Haute-Garonne Les Floralies franchissent une nouvelle étape

Dix ans après le démarrage de l’opération de renouvellement urbain Maragon-Floralies à Ramonville-Saint-Agne (Haute-Garonne), l’écoquartier de 16 ha, en phase de labellisation, prend forme avec la livraison de 341 logements. Ils correspondent à la première phase d’un programme de 850 logements à l’horizon 2025. La prochaine étape sera la démolition des Floralies, une copropriété dégradée de 274 logements. « Construite dans les années 1970, elle n’a jamais fonctionné en raison de nombreuses malfaçons.

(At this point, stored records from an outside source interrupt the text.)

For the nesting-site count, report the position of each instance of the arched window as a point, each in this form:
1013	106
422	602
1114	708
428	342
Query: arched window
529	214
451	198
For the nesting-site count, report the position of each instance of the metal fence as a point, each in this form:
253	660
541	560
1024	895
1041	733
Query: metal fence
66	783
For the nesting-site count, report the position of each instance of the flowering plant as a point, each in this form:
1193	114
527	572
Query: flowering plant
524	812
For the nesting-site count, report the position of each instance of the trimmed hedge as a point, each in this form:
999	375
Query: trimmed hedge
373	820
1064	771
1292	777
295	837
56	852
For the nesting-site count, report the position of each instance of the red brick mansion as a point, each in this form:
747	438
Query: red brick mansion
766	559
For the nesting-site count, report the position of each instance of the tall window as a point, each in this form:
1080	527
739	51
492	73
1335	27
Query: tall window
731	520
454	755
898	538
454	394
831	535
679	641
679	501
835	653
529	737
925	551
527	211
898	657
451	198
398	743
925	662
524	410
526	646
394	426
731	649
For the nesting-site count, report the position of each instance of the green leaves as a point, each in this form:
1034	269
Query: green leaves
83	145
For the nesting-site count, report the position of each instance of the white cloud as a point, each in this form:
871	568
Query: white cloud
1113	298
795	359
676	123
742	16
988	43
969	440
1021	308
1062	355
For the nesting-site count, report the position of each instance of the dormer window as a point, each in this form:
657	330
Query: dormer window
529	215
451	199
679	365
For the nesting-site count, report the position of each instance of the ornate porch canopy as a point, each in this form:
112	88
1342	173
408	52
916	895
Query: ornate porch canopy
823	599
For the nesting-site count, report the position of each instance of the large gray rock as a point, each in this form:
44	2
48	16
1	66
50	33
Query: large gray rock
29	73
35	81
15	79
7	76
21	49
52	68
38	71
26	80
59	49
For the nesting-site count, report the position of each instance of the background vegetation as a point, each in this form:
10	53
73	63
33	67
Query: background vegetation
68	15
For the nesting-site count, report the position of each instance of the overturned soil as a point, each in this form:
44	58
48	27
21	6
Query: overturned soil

Vu le coût élevé et la complexité de la réhabilitation, la collectivité a choisi la démolition inscrivant l’opération dans un programme de renouvellement urbain », raconte Jean-Paul Coltat, directeur général du Groupe des Chalets.

Démolition-reconstruction.

Aménageur du projet d’ensemble conçu par l’urbaniste Françoise Favarel, la SA HLM a confié cette étape à l’entreprise GBMP (architecte : Arua) dans le cadre d’un marché de démolition-reconstruction. En lieu et place de la copropriété, cette même entreprise va lancer au 1er trimestre 2017 la construction de 130 logements, dont 64 en accession libre, pour 10,2 millions d’euros HT. Sur le même site, 44 autres logements (Taillandier Architectes associés) sont prévus pour un budget prévisionnel de 4,2 millions HT. A proximité, le Groupe des Chalets et le promoteur Green City prévoient 61 logements, dont 30 en accession libre (conception : Arua), pour un coût d’opération de 4,7 millions HT. En 2019, le Groupe des Chalets aura rempli sa mission. Elle lui a permis d’innover en lien avec l’association Action, études, recherches sur l’architecture, l’habitat et la Ville (Aera). Ainsi, le schéma global de l’écoquartier a été coconstruit : de la définition de la gestion de la chaufferie biomasse au travers d’une association réunissant les habitants et la puissance publique, à celle de la structure de chaque logement.

Le groupe a aussi créé, avec 13 occupants, la première Société civile immobilière d’accession progressive à la propriété (Sciapp) de forme coopérative de France. Reste à définir la « couture » entre l’écoquartier et le tissu existant. La commune prévoit la construction d’une gendarmerie (emprise foncière : 3 000 m2), d’équipements publics (emprise foncière : 1 600 m2), de bureaux et commerces de proximité (6 000 m2 SP).